Brokers forging client signatures and creating phony wire transfers were at the heart of the frauds revealed Wednesday when the Securities and Exchange Commission said that Ameriprise Financial Services will pay $4.5 million to settle charges that it failed to safeguard retail investor assets from theft by its representatives.
Five former Ameriprise brokers were named in the SEC's order, and most were caught and fired in 2013, with one broker's theft discovered in 2016 after which he was fired. Three of the brokers went to prison, according to the SEC.
But brokers committing forgeries or acting under the guise of an outside business to rip off clients are offenses as old as the hills, noted Jeffrey Sonn, a plaintiff's attorney.
"This is not a new or surprising problem," said Mr. Sonn. "It's been going on since the beginning of the brokerage industry, with sales people forging checks or making address changes on client account forms. Brokerage firms absolutely know this can happen and need robust systems to check these signatures."

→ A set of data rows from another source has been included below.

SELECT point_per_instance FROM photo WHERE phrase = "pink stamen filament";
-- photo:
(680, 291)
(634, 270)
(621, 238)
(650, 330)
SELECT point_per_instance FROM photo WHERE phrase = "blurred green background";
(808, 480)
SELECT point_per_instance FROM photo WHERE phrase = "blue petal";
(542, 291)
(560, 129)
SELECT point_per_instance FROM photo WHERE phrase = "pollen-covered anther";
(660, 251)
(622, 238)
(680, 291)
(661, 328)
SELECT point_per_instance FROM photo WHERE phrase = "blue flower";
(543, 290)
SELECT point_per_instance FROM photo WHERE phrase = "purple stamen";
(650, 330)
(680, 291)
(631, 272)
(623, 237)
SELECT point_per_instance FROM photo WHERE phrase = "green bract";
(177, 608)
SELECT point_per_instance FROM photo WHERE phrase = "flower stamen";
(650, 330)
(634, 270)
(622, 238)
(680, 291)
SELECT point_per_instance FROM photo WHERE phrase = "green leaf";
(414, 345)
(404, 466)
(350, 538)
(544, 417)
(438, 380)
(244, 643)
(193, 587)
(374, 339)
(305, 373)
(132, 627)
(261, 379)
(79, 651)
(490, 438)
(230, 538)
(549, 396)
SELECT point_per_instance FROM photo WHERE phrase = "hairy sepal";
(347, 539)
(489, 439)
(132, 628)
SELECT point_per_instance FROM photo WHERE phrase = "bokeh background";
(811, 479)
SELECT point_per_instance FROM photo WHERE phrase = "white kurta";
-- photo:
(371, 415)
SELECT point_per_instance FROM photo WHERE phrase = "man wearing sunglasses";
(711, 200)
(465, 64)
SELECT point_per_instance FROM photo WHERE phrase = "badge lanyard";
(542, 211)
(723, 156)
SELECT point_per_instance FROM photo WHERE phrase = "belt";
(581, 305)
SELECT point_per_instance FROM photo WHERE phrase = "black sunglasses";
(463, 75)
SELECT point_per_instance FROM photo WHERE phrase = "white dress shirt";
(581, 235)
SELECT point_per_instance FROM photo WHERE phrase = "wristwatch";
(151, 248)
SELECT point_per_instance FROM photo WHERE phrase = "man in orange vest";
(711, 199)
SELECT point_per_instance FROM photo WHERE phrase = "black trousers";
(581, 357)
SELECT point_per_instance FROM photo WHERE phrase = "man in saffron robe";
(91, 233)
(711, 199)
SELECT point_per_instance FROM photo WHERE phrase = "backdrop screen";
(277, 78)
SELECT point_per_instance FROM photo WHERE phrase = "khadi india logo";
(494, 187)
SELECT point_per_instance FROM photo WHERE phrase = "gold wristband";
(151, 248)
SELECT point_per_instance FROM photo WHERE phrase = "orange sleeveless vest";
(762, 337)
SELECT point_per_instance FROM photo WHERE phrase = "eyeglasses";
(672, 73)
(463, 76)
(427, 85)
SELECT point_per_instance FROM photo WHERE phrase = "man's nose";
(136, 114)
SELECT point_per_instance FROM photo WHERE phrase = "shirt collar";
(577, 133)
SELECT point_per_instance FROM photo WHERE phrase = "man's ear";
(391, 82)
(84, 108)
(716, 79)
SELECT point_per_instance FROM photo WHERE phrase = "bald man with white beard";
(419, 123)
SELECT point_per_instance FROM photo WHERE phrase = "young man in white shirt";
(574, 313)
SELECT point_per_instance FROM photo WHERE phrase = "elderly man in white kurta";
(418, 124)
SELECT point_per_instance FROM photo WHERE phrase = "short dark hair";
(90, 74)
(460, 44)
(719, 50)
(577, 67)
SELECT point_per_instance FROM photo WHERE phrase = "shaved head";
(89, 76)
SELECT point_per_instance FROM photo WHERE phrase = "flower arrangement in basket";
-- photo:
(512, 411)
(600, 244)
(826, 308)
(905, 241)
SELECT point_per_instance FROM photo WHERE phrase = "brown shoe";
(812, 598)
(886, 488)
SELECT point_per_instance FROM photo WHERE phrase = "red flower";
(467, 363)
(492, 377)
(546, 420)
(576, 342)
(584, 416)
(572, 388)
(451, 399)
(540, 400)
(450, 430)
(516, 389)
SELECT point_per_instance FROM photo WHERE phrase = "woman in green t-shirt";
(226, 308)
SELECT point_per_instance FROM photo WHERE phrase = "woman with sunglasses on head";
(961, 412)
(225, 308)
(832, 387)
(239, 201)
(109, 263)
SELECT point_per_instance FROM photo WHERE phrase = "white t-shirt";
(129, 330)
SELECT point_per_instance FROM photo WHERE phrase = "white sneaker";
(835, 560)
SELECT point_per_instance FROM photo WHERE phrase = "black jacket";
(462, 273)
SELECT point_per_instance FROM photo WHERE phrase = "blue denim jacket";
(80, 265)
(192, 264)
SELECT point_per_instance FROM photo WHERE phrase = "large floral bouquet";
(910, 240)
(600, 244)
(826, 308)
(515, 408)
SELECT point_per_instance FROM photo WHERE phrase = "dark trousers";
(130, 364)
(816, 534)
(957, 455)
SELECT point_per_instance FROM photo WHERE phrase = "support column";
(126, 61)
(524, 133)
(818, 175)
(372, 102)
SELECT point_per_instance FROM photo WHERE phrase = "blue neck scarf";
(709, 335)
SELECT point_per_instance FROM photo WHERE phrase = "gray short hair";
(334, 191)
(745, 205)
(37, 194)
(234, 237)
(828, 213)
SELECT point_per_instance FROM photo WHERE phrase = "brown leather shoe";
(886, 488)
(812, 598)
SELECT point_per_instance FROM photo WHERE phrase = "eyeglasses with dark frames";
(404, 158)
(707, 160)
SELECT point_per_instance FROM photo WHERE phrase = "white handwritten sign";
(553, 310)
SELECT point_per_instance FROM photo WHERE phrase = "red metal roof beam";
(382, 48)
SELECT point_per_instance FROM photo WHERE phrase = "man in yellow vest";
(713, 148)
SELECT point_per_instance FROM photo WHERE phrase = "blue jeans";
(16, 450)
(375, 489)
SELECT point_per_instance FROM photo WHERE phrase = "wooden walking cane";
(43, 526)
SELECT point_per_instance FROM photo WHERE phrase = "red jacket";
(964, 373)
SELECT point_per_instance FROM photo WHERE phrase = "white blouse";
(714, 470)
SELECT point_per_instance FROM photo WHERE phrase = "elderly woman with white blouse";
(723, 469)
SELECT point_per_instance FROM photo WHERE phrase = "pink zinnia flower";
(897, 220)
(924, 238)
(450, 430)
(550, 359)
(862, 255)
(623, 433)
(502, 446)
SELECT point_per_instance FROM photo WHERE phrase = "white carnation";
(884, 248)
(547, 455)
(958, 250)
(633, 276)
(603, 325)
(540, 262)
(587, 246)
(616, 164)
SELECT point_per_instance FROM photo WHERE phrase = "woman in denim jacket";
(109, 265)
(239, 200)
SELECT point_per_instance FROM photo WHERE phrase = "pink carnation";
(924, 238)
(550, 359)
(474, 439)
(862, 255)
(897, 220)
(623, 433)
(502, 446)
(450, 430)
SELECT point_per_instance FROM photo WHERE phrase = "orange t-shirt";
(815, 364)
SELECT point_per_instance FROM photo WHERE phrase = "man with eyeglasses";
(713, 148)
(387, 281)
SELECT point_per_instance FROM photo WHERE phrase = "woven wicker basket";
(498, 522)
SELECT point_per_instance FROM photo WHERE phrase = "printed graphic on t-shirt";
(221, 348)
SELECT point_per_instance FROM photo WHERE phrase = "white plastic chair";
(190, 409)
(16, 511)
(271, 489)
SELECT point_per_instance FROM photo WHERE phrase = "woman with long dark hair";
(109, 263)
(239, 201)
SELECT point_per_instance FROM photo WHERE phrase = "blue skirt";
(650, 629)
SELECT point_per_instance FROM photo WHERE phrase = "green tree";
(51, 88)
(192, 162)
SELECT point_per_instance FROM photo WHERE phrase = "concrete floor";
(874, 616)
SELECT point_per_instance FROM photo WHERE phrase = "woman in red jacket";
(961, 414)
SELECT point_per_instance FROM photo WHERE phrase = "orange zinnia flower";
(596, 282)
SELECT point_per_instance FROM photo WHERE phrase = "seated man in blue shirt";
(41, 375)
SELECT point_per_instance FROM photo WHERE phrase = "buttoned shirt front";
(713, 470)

"Unfortunately, we see this periodically," Mr. Sonn said. "The brokerage industry can and should do better."
One mother and daughter Ameriprise team in Minnesota "forged client signatures on dozens of Ameriprise forms, including those to change the address of a client, to disburse funds via check, and to transfer funds by wire," according to the SEC's order. The two stole $1 million in client money.
For instance, on at least two occasions, the two brokers separately or together changed the addresses of two clients to the broker's office address as well as the home address, according to the SEC. Both addresses were known to Ameriprise to be associated with and controlled by the brokers. The compliance and supervisory policies failed to detect the unauthorized address changes, according to the SEC.
Another Ameriprise broker from Virginia stole $200,000, wiring money from a client account, according to the SEC, using an outside business known to the firm as the destination for the client's money.
"Even though it should have been apparent that [the adviser] was attempting to wire money from a client account to an external party under his control, Ameriprise approved the transfer," according to the SEC.
Another broker in Ohio stole $373,000 from Ameriprise accounts. His fraud was discovered in 2013 "when an office employee found evidence in a trash can that [the broker] had been attempting to copy the signature of a family member from whom he was attempting to steal funds," according to the SEC.
While the thefts happened several years ago, they must certainly be embarrassing to Ameriprise today. As the SEC's order noted, the company had automated surveillance tools in place to prevent and detect such frauds committed by brokers. But, because of a technical error that went undetected until December 2013, the system did not function properly, according to the order.
Ameriprise is not alone in facing such issues with its brokers and advisers. In June, Morgan Stanley agreed to a settlement with the SEC in which it paid a $3.6 million penalty for its failure to protect four advisory clients from the actions of one of its representatives, who misused or misappropriated approximately $7 million from the clients' accounts.
Still, how does a firm let such essential systems fail, as was the case here with Ameriprise?
"The actions of these five individuals – which happened years ago – were in clear violation of our policies and resulted in their immediate separation from the firm," said Ameriprise spokesman John Brine. "We fully reimbursed clients who were impacted after the activity was discovered. We continually review and enhance our compliance program to better detect this type of prohibited activity."